15 novembro 2008

Carta sobre a busca da voz

Por mais do que uma vez já tive aquela visão
do precipício, é numa varanda e as estrelas já
se meteram atrás da noite, começa a amanhecer
sem a impressão de se ter dormido. Noutras
alturas desperto a meio dos sonhos
tendo a consciência plena de que me estou a lançar
ou a ser lançado enquanto o passeio raso no meu
rosto estala. Quando acordo, dá-me pena que isso
seja um sonho, embora se real fosse eu não poderia
agora pensar nessa lembrança. Atravessam-se navios
furando o estômago, lamparinas abertas
ao som do corpo largado e eu dizendo que já
escrevera sobre estes retratos da morte. Há quem
tenha o impulso contrário e se reveja nos pais
nos irmãos ou nos corações que intensamente amou:
«Reparem senhores», eu digo, «a fé nas almas é o segredo
encriptado. Só quem muito vive – ou quem desvive –
poderá um dia encarar a morte, despir-lhe as tramas
para se tornarem suas» E depois, ao mesmo tempo
que imagino aquela visão do precipício, declaro:
«Antes, não fustigávamos os textos por causa do amor,
tínhamos a sorte à nossa volta, um sítio onde não mais
do que duas pessoas conversam», e isso nem era amor
ou a elaboração mental do amor, líamos muito pouco
e talvez déssemos pouca importância aos nomes
que as coisas têm, como por exemplo a palavra
«malsã», à qual hoje me agarro para dizer doentia
e mais doente fiquei. Tu foste-me avisando para ter cuidado
com a língua, ou que eu fui crescendo à margem da língua,
que viver não tem dialecto e que à hora de falar
todos os livros têm muito pouco lugar. Quando projecto
aquela visão do precipício não é na verdade
o meu corpo a cair, porque remexo as línguas que tenho
à procura da menos pronta, da que quero ver a seguir.

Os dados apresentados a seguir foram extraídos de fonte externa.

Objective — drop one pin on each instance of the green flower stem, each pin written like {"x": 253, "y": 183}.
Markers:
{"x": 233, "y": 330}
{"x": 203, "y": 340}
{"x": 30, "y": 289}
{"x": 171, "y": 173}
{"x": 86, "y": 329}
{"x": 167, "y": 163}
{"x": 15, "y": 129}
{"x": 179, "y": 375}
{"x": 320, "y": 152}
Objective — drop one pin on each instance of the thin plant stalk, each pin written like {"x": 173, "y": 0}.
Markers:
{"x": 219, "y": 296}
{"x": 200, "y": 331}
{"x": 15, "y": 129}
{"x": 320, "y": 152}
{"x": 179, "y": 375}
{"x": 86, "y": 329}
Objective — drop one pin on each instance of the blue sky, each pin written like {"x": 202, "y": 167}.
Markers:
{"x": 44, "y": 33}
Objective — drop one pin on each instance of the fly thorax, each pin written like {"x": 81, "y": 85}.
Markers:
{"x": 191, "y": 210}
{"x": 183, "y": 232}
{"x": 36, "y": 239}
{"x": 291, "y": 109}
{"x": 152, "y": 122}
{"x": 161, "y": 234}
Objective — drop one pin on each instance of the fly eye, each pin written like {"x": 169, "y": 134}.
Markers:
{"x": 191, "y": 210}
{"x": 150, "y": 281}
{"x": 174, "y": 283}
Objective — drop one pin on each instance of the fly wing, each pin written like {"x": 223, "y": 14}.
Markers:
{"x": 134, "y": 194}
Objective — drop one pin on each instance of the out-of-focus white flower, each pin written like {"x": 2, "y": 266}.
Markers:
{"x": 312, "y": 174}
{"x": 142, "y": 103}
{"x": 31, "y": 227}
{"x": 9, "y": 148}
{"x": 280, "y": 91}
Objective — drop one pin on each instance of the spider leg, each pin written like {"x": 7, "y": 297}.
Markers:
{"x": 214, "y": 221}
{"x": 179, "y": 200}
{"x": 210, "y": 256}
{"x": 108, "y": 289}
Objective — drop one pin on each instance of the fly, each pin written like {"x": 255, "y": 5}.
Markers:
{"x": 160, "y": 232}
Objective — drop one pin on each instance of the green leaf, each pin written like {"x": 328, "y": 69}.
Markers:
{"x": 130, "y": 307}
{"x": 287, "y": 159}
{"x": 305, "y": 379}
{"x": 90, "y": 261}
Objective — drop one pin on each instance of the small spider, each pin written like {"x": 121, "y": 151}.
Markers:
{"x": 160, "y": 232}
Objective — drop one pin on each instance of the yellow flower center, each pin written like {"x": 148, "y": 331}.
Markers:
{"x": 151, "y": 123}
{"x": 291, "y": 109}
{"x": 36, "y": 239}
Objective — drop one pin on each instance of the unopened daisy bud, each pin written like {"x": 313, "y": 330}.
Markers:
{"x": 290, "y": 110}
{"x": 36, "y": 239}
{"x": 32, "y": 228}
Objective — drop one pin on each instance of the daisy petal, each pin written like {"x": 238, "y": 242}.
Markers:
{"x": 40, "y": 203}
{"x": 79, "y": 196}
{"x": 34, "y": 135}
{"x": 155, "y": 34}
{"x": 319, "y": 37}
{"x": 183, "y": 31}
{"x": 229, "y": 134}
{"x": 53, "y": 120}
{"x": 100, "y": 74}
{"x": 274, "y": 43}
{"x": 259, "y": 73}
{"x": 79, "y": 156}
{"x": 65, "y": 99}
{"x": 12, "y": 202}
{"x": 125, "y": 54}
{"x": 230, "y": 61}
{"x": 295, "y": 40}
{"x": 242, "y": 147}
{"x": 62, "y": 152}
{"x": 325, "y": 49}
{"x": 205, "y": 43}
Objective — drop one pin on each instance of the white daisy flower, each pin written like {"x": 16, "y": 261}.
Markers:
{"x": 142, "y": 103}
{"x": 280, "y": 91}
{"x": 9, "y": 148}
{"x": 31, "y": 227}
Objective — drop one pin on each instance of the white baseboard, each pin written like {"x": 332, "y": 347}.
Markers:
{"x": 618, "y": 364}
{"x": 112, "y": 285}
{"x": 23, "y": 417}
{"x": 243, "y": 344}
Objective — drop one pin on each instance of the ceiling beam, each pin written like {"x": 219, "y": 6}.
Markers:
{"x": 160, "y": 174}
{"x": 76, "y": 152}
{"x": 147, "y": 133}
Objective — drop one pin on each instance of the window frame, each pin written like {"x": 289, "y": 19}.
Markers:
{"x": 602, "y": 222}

E como julgo saber que sabes, tudo isso é um ardil perfeito.
Cada vez mais substituímos o olhar
pelo falar e o falar pelo escrever, e esta caligrafia que somos
oculta-nos a visão das formas, de todos os signos
que desaprendemos ver: «Serei a observação perpétua de ti»,
digo, «dos incorpóreos traços de quem não sei,
fugido às pressas de prever quem sejas. Escrevo
nos mais improváveis sítios, contornando e a fazer
que contorno os substantivos que não tenho para dizer
o que tenho, separado do tempo algures com a imagem
de uma palavra já dita, certo que se aqui a pudesse escrever
era para ser a primeira a visitar-te de dia.»